4. MBDA. This site seeks to digitize and catalog the correspondence of Martha Berry, founder of the Berry Schools. Users can edit/catalog the documents through entering information about the document, tagging, and summarizing the contents of the document. Users can also earn ranks and badges the more that they edit. https://mbda.berry.edu/

The two websites I looked at most extensively were MBDA and the Brooklyn Museum. The MBDA website was fairly user-friendly and users had a options of how much responsibility they took on depending on how much work they wanted to do with each letter. The Brooklyn Museum site only afforded users two options: tagging or challenging tags. MBDA’s reward system seemed more complex but less immediately gratifying than the Brooklyn Museum’s more up front encouragement of beating other people’s rankings. At the Brooklyn Museum project it seemed like the user accomplished relatively little as most of the tags were so general as to render them relatively useless for researching purposes, while MBDA cataloging might allow more detailed searches. MBDA was ultimately less finished than the Brooklyn Museum project as it has fewer people involved and requires more commitment from its volunteers.

iHistory

Digital history and crowdsourcing appears to be the way of the future when it comes to the transcription of historical documents.

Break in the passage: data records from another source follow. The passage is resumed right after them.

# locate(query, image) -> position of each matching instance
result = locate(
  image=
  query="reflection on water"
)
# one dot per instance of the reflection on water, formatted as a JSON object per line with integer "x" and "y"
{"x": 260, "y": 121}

Due to the development of this phenomenon, the public has been able to take a more active role in uncovering their personal histories or histories of places and times they have interest in. What was before a topic that one could only experience through TV screens or pages of a book has become something anyone can include themselves in. One can imagine that there are a multitude of benefits to this type of archival process: more documents can be transcribed and organized more quickly, more resources become available to scholars, and much more. However, downsides exist to this practice as well; just as a person has the power to create, they also have the power to destroy. Because it would be nearly impossible to an expert to review all crowdsourced documents, there is always a possibility that a person could have transcribed it incorrectly. These incorrect transcriptions have their own negative results, as a historian could then cite the incorrect transcription and ruin whatever work they were doing.

For the purposes of this project and to become more familiar with the topic and process of crowdsourcing, I have researched a few crowdsourcing websites and done by part to contribute to a couple of them. The first of these was the Martha Berry Digital Archives, which is the crowdsourcing website run by Berry College. This site deals solely with documents associated with Martha Berry herself and other documents associated with Berry College.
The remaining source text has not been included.